Mr. Mercer is also claiming 100% of "the payment in compensation for loss of future earnings" as exempt under § 522(d)(11)(E). As we stated above, Mercer has not established that any of the settlement proceeds are attributable to future earnings and therefore this claim of exemption is also disallowed.
Based upon the foregoing discussion and analysis, we conclude that the Debtors are entitled to $11,250 of the settlement proceeds as exempt property, and that the remaining $38,750 is property of the estate. The attorney fees of Mr. O'Hara should be apportioned pro rata according to each party's respective distribution, and he is allowed 30 days within which to file an application to be compensated out of the Estate's share.

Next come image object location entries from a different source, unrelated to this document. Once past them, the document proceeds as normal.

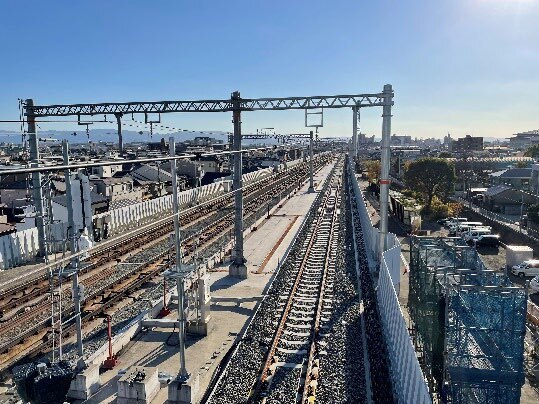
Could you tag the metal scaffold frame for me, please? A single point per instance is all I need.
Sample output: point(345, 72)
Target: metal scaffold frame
point(469, 323)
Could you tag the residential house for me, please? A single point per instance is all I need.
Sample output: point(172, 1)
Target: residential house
point(507, 200)
point(518, 178)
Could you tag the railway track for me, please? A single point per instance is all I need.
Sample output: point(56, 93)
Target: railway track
point(293, 356)
point(14, 297)
point(29, 332)
point(278, 358)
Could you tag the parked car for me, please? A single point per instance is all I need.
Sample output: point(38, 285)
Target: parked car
point(534, 285)
point(473, 234)
point(453, 221)
point(462, 228)
point(526, 268)
point(488, 240)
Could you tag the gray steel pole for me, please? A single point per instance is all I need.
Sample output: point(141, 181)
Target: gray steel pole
point(239, 260)
point(177, 243)
point(311, 185)
point(386, 157)
point(37, 191)
point(74, 264)
point(354, 132)
point(120, 137)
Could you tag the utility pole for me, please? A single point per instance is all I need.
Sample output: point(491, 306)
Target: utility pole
point(74, 263)
point(179, 272)
point(521, 212)
point(37, 191)
point(311, 186)
point(386, 158)
point(238, 267)
point(118, 116)
point(354, 132)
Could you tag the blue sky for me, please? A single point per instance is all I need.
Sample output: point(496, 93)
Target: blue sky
point(458, 66)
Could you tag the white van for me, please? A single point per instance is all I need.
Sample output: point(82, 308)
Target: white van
point(473, 234)
point(458, 229)
point(454, 221)
point(526, 268)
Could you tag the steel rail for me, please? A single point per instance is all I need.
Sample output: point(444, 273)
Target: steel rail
point(28, 317)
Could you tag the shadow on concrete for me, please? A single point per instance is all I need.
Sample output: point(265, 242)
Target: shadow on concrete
point(107, 390)
point(224, 283)
point(233, 309)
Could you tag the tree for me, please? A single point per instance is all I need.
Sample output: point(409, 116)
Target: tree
point(431, 177)
point(373, 169)
point(532, 151)
point(533, 213)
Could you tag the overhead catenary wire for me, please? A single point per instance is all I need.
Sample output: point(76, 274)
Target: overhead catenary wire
point(44, 169)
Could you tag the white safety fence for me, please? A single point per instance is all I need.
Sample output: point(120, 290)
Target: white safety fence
point(22, 247)
point(407, 377)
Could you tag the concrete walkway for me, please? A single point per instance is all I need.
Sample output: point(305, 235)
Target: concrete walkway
point(233, 302)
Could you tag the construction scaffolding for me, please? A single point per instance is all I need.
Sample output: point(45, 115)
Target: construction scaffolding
point(469, 323)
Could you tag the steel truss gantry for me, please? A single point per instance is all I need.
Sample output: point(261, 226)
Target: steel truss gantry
point(234, 104)
point(227, 105)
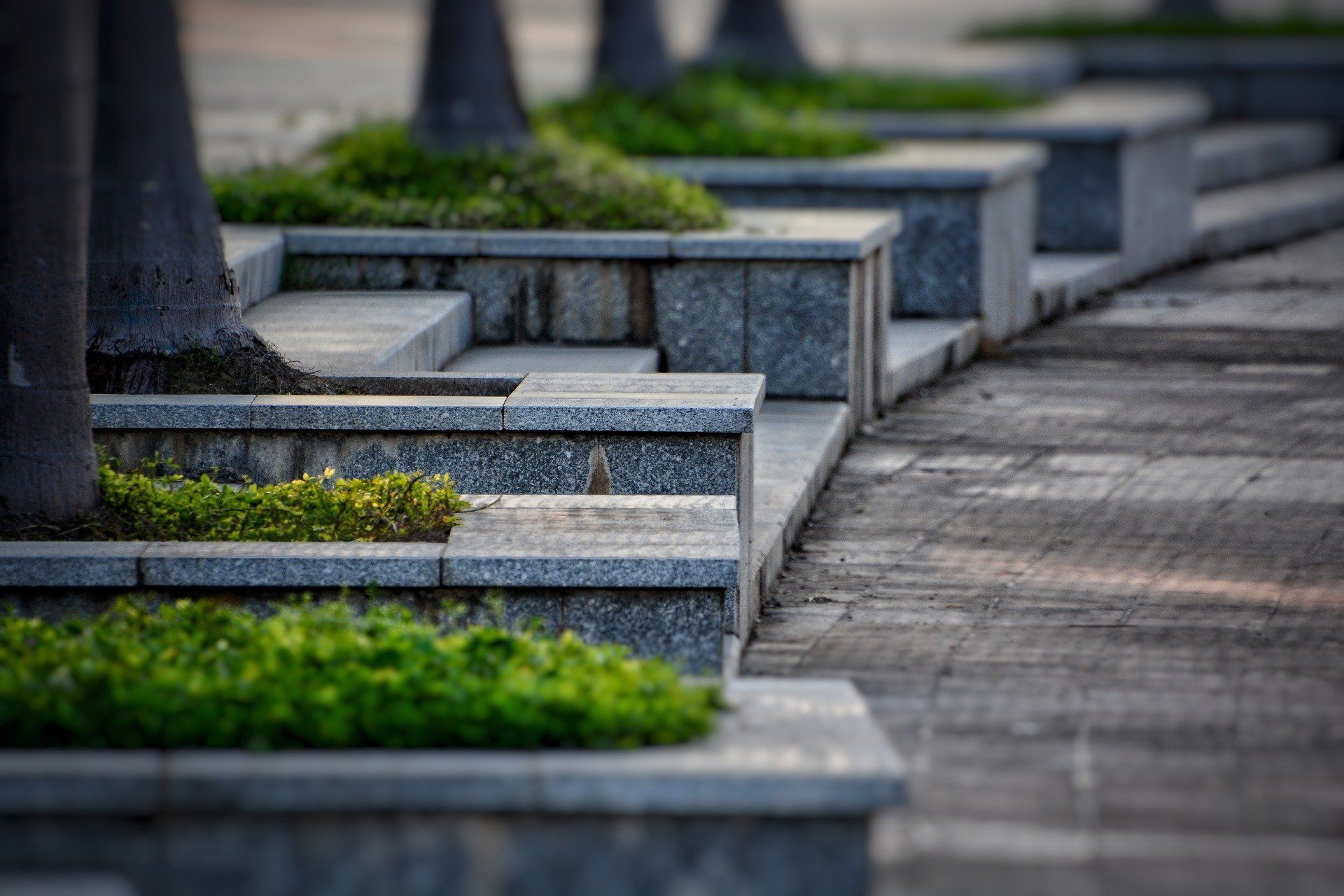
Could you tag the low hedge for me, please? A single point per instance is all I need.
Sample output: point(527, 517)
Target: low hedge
point(1298, 24)
point(155, 503)
point(377, 176)
point(734, 113)
point(195, 673)
point(702, 115)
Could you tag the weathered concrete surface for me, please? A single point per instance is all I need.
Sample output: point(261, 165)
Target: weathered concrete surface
point(1094, 593)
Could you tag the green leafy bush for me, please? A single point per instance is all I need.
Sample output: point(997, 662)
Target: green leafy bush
point(1294, 24)
point(195, 673)
point(377, 176)
point(155, 503)
point(850, 89)
point(702, 115)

Finally, we address the Trustee's request to offset the Debtors' share by $3,900, on the ground that the Debtors have listed as an asset a diamond ring which is jointly owned, and upon which they place a value of $4,300 (see Schedule B-2). Mrs. Mercer has claimed a $400 exemption for jewelry (see Schedule B-4), leaving $3,900 worth of the ring as property of the Estate. The Debtors are allowed ten (10) days to decide if they wish to deliver the ring to the Trustee and receive their statutory exemption. If the Debtors choose not to surrender the ring, the Trustee is authorized to offset the amount of their exemption by $3,900, and remit the balance ($7,350) to the Debtors.
Enter Judgment consistent with this opinion.
NOTES
[1] Had he stated the amount as "100%" or "unknown," this may have been a Taylor case.
[2] We note that if the Trustee were required to object to exemptions as the Debtor argues, this would create an unintended administrative nightmare for trustees and courts, since trustees would be required to object in virtually every case, even where the claimed exemption appears valid on its face. We are satisfied that the Code does not require trustee's to operate in that fashion, Taylor notwithstanding.
[3] We disagree with the Trustee's argument that this should be reduced to $3,240 since Mercer applied a portion of this "catch all" exemption to other scheduled exemptions. This is clearly an item about which the Trustee had notice, and which should have been raised by a timely objection, according to Taylor.